Not only does a new, positive habit aid your bodily systems – circulatory, muscular, etc., in functioning the best that they can, it can also give you a much needed boost of endorphins in a day to day life that is wrought with cortisol secreting activities such as checking how popular your most recent post is on social media. The icing on the cake of starting a new healthy habit can be that it might create a new social outlet for you.

The blue light of screens is blinding our eyes more and more, and while social media and modern technology in general have created whole new economies and kept distant loved ones in touch, they are also a major cause of feelings of isolation and loneliness. It doesn’t make sense that what connects us simultaneously divides us. Social media is the perfect environment for feelings of competition, feeling less than and left out. We’ve all had FOMO now and again.

Joining a new gym, trying a free promotional class, inviting a friend to come along with you and keep you accountable for physical activity, may also lead to meeting and getting to know others at the gym, or studio. Being social within that community may simply be sharing a smile and a good morning with someone, but sharing a neutral social interaction can often be better than none at all, and definitely feels better in the heart than a like on a screen.
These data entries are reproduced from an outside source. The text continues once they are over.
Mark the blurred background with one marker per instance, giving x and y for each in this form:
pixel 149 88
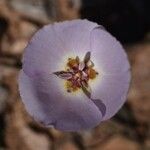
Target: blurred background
pixel 128 21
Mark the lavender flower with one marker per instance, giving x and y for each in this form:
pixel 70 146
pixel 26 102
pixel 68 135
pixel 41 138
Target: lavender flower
pixel 75 75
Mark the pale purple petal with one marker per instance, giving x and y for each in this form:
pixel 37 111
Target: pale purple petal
pixel 75 35
pixel 43 52
pixel 50 105
pixel 112 91
pixel 107 53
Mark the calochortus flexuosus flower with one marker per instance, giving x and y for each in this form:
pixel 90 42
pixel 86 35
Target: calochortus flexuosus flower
pixel 75 75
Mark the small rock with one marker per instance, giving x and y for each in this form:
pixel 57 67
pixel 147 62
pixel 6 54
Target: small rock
pixel 119 143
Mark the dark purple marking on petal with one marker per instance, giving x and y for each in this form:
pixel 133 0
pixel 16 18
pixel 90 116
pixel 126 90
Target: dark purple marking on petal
pixel 100 105
pixel 90 64
pixel 63 74
pixel 87 57
pixel 86 89
pixel 81 66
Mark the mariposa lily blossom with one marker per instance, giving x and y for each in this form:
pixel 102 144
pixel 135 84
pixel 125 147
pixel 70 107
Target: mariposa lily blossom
pixel 75 75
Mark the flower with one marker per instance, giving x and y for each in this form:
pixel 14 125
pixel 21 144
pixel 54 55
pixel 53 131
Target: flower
pixel 75 75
It is not always easy to put yourself out there, especially if your personality is an introvert, or are feeling vulnerable – an emotion that is evermore common as we put our lives out there for the world to see every day, but by finding or increasing an already existing sense of community, especially through a physical form of activity, you may be able to stave of modern feelings of loneliness. Social media is fun, and can be interactive, but real human interaction is far superior.